What happens when an airplane gets too high?
Does it just simply stop being able to gain altitude because it cant generate enough lift or will things actually start to malfunction when being too high. Thanks
- DixonLv 72 months agoFavorite Answer
As you get higher the air gets thinner, which means you need more speed to get lift. But since the air is thinner there is also decreasing oxygen, which means at some point the plane just plateaus because the air doesn't have the oxygen required to make it go any faster and get higher. You also have to supply oxygen and heat to the pilot.

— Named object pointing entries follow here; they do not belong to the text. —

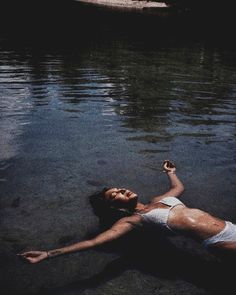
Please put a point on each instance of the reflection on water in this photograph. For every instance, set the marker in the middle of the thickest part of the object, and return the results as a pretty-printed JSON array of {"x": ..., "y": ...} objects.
[{"x": 107, "y": 112}]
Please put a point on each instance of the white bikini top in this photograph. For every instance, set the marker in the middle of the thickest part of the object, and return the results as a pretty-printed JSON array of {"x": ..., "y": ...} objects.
[{"x": 160, "y": 216}]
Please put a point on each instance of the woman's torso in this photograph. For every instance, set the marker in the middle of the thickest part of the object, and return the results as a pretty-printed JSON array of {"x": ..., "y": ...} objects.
[{"x": 194, "y": 222}]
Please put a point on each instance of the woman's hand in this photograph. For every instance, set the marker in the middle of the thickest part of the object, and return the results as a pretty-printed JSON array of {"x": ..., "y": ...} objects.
[
  {"x": 168, "y": 166},
  {"x": 34, "y": 256}
]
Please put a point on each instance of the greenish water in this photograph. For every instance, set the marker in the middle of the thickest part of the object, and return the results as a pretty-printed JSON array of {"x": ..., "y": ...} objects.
[{"x": 82, "y": 111}]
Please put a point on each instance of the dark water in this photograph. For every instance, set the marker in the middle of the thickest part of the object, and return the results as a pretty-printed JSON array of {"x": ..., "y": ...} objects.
[{"x": 84, "y": 107}]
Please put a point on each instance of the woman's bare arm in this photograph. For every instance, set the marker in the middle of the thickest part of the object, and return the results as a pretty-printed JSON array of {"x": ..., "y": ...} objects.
[
  {"x": 176, "y": 186},
  {"x": 120, "y": 228}
]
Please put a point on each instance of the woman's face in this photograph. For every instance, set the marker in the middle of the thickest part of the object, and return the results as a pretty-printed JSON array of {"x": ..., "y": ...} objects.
[{"x": 120, "y": 194}]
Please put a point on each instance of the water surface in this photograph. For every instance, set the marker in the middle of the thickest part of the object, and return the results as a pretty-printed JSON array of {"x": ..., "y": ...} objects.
[{"x": 79, "y": 113}]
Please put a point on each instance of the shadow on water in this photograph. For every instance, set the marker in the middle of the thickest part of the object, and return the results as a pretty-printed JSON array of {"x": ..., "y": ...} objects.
[
  {"x": 159, "y": 257},
  {"x": 66, "y": 24}
]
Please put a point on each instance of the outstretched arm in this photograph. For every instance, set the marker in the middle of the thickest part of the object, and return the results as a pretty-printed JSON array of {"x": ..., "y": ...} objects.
[
  {"x": 176, "y": 186},
  {"x": 120, "y": 228}
]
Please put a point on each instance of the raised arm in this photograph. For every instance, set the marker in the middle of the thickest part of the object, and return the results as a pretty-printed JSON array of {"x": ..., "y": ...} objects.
[
  {"x": 120, "y": 228},
  {"x": 176, "y": 186}
]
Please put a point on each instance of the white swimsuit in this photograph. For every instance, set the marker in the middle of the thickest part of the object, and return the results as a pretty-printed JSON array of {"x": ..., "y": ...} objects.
[{"x": 160, "y": 216}]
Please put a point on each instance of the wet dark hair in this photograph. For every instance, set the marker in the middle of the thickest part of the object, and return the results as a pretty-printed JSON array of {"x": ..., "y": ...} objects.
[{"x": 107, "y": 211}]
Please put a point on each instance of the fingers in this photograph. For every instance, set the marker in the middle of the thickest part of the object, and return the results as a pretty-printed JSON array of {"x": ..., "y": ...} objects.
[{"x": 168, "y": 164}]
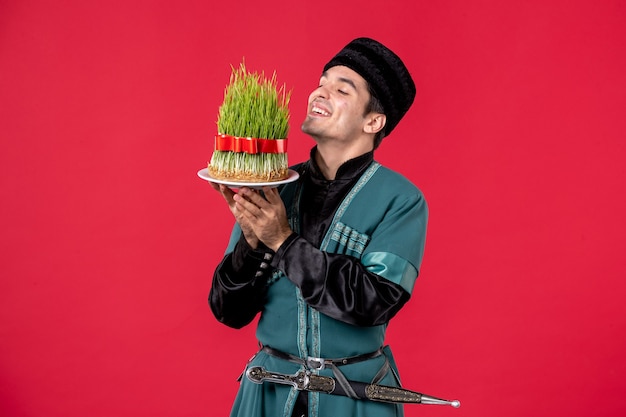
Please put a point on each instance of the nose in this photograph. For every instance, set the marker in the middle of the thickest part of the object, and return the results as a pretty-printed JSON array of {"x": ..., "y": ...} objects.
[{"x": 321, "y": 92}]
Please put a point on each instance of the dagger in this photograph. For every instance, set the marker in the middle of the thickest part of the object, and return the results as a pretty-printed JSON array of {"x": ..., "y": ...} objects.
[{"x": 307, "y": 381}]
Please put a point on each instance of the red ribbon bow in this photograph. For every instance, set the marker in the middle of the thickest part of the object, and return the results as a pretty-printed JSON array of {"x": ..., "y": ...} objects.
[{"x": 249, "y": 145}]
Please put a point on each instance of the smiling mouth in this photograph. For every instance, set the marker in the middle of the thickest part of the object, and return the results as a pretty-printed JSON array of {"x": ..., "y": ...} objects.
[{"x": 320, "y": 111}]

- Andrew SmithLv 72 months ago
It does depend on the plane. In the first world war the first plane to shoot down a zeppelin records his problem. With increasing altitude the density of air reduces so the power of the motor gets less. Eventually I could climb no further. But the Zeppelin was above me and gaining altitude. I put the plane into a stall with the nose pointing vertically at the blimp and fired. The bullets tore through the fabric of the balloon and soon I saw a tongue of fire.
So in that case it was simply that the engine could no longer produce sufficient power.
An excellent video about a modern plane flying to max height is by "mentour pilot" on you tube at https://www.youtube.com/watch?v=easH7ueBKXc
- NCSLv 72 months ago
The greater problem at increasing altitudes is the lack of oxygen, needed to burn the fuel.
True, the density decreases causing the lift to decrease for a given velocity. But the percentage of oxygen in that ever-thinning air also decreases.
- KerriLv 52 months ago
At higher altitudes there is insufficient oxygen to feed the engines. When the engines die from lack of oxygen they can be very difficult to restart. An experienced pilot may be able to glide the aircraft to a safe landing ... a better idea is not to exceed the maximum altitude for the plane!